4 scrutins organisés le même jour : CTE, CTU, CTPMESR, CCP-ANT

Partout le bulletin de vote FSU pour défendre le service public et ses personnels.

 

Université  de Tours

 

 

Le 4 décembre 2014, élections au Comité Technique d’Etablissement.

Pour nos conditions de travail, pour l’emploi et les statuts : votez et faites voter FSU 

Depuis 2011 les Comités techniques d’établissement (CTE), remplacent les Comités techniques paritaires (CTP) ; la direction de l’université est obligée de consulter le CTE sur toutes les mesures qui concernent l’emploi et les conditions de travail. Dans ce cadre, à Tours, avec 4 élus sur 10, la FSU a défendu par ses positions et ses votes les exigences de l’emploi public et statutaire pour exercer les missions de l’université. Elle a travaillé à l’unité des organisations syndicales qui –en cas de vote contre unanime- oblige la présidence à revoir sa copie ou à passer en force dans un délai d’un mois.

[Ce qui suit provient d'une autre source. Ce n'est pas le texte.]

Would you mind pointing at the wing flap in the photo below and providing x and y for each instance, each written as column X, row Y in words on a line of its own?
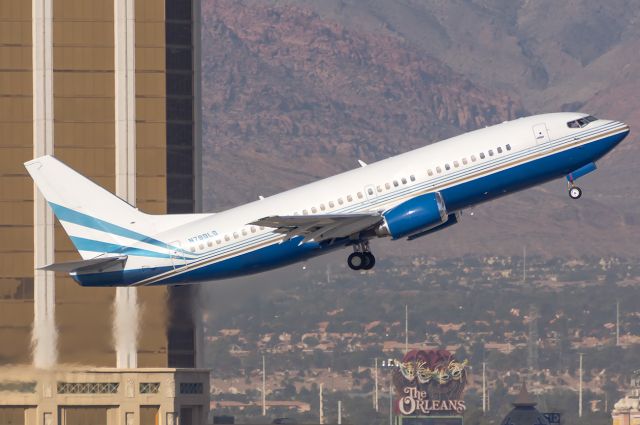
column 94, row 264
column 318, row 228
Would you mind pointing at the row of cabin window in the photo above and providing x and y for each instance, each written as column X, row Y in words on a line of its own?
column 359, row 195
column 473, row 158
column 227, row 238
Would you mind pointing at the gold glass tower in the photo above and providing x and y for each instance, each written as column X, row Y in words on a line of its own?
column 108, row 87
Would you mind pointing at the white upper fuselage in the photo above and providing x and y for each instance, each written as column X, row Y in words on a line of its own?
column 406, row 195
column 382, row 174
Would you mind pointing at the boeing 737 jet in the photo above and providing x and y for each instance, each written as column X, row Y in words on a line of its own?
column 404, row 197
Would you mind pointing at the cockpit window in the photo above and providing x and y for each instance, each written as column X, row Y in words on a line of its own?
column 581, row 122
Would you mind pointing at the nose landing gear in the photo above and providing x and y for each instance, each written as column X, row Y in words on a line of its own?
column 361, row 258
column 575, row 192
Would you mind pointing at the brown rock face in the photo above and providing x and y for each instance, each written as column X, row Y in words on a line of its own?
column 295, row 90
column 305, row 97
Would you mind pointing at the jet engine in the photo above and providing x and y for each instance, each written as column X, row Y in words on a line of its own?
column 415, row 215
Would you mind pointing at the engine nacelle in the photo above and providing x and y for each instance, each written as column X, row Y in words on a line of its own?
column 415, row 215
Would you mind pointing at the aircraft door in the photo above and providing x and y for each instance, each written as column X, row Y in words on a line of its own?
column 370, row 192
column 540, row 133
column 177, row 256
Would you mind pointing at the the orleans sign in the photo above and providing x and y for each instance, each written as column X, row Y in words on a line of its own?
column 416, row 402
column 429, row 382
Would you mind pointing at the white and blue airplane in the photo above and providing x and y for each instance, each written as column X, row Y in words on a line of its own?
column 406, row 196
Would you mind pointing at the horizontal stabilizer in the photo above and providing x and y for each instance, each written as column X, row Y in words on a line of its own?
column 94, row 264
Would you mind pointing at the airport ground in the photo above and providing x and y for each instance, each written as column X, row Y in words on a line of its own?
column 327, row 326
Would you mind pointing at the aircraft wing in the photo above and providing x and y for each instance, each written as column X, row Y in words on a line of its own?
column 321, row 227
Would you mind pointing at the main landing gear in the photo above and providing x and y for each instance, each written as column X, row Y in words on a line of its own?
column 574, row 191
column 361, row 258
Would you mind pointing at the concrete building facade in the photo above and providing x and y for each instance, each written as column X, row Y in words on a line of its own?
column 103, row 396
column 110, row 88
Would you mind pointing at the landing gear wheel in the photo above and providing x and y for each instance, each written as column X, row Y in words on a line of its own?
column 356, row 261
column 370, row 261
column 575, row 192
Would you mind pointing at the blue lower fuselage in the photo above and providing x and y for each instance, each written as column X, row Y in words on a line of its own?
column 456, row 197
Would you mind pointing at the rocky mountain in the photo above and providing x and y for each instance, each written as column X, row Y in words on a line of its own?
column 297, row 90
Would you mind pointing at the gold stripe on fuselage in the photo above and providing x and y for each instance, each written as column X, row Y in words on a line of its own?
column 277, row 239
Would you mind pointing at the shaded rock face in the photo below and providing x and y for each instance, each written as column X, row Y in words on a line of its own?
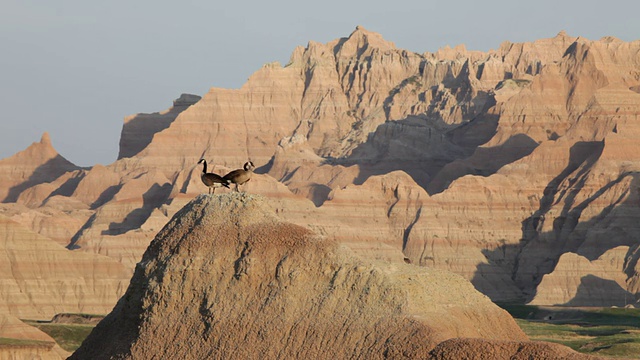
column 516, row 168
column 227, row 279
column 138, row 130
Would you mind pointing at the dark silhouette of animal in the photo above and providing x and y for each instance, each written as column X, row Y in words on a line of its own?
column 240, row 176
column 211, row 180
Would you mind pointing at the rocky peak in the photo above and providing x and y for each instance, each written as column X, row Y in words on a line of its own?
column 236, row 278
column 38, row 163
column 362, row 41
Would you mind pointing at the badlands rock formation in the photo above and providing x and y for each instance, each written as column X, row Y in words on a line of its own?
column 516, row 168
column 21, row 341
column 226, row 278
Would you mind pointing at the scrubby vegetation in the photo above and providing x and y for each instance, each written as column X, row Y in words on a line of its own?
column 611, row 332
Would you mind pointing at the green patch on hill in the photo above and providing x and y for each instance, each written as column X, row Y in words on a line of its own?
column 611, row 332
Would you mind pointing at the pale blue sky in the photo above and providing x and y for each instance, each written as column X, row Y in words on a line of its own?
column 77, row 68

Le calendrier électoral unique pour l’ensemble de la fonction publique d’État : vote le  jeudi 4 décembre 2014.

Le rôle d’un CT

Les atteintes aux statuts, à l’emploi, aux conditions de travail   des salariés du supérieur  ont été multipliés par la loi LRU de 2007 et par la loi Fioraso de 2013 –en particulier par le dispositif de régionalisation de l’enseignement supérieur qui se présente sous le terme COMUE.

Règles de gestion des carrières, recrutements, charges de services, conditions de travail, politique de l’établissement, hygiène et sécurité, parité femmes-hommes, action sociale, prise en compte du handicap, etc.  figurent à l’ordre du jour des CTE. Des documents clé pour l’établissement comme le bilan social et le rapport hygiène et sécurité doivent leur être présentés chaque année, permettant un contrôle des problèmes existants et des actions engagées.

Les statuts en danger

Ces élections se déroulent dans un contexte de réduction des moyens de la fonction publique. Le recours aux agents non titulaires et les externalisations de services augmentent. Les réponses aux appels d’offre liés à l’ANR et au Grand Emprunt (I-Site) mobilisent un grand nombre de collègues souvent au détriment des missions premières de recherche et de formation. Comme l’ont mis en évidence les syndicats de la FSU et plus récemment l’opération « Sciences en Marche », l’enseignement supérieur et la recherche  et ses personnels souffrent de la réduction des financements directs et récurrents. La  loi issue du protocole d’accord sur les agents non titulaires, que la FSU a refusé de signer, se place délibérément dans une optique d’extension du recours aux CDI, et sans aucun encadrement des conditions de carrière et de travail. Le maigre dispositif de titularisation  a concerné très peu d’agents dans le supérieur, ce qui rend plus que nécessaire la bataille pour obtenir la stabilisation des collègues en place et une titularisation du plus grand nombre possible de collègues contractuels. Il faut aussi imposer des salaires, des carrières et des conditions de travail corrects pour tous.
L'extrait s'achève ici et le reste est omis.